Hero/Heroine (Dragon Quest IV)

I love a lot of Toriyama's designs from the Dragon Quest series, and one of the ones that stands out the most to me is the Hero/Heroine design from DQIV. First off, green is my favorite color, so with green being the main color scheme of these characters really helps. I also love how big and detailed their hair is. And, finally, I love how battle-clad they are while still not looking like the typical knights seen throughout the DQ series.


Xianfei (The King of Fighters series)

An uncommon choice, especially from a series with such amazing character designs, but I've always liked something about Xianfei's character design. She has the chinese female fighter look to her, but she's also just so ... bright. Xianfei is always smiling, eating, or just showing enthusiasm, and that what I love about her. In fact, most of the female characters in the KOF series are always smiling, and that's what really gives them an approachable look and personality, and Xianfei's smile is the biggest in the series.

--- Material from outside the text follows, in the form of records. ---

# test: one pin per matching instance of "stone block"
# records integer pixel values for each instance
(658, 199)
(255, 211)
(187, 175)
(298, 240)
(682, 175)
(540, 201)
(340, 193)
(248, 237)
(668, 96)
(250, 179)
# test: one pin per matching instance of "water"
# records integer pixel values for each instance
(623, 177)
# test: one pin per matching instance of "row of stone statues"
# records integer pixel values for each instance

Aino Heart (Arcana Heart series)

It's the love theme. That's why I love Heart's character design. Her pink hair with one piece that forms into a heart has become a symbol of the series, and her coolest design piece: the red ribbon wrapped around her hand, which accents the fact that she mainly punches and puts a lot of passion into her punches. Her design is simple, but it works superbly because she is a rather simple character: a fighter for love.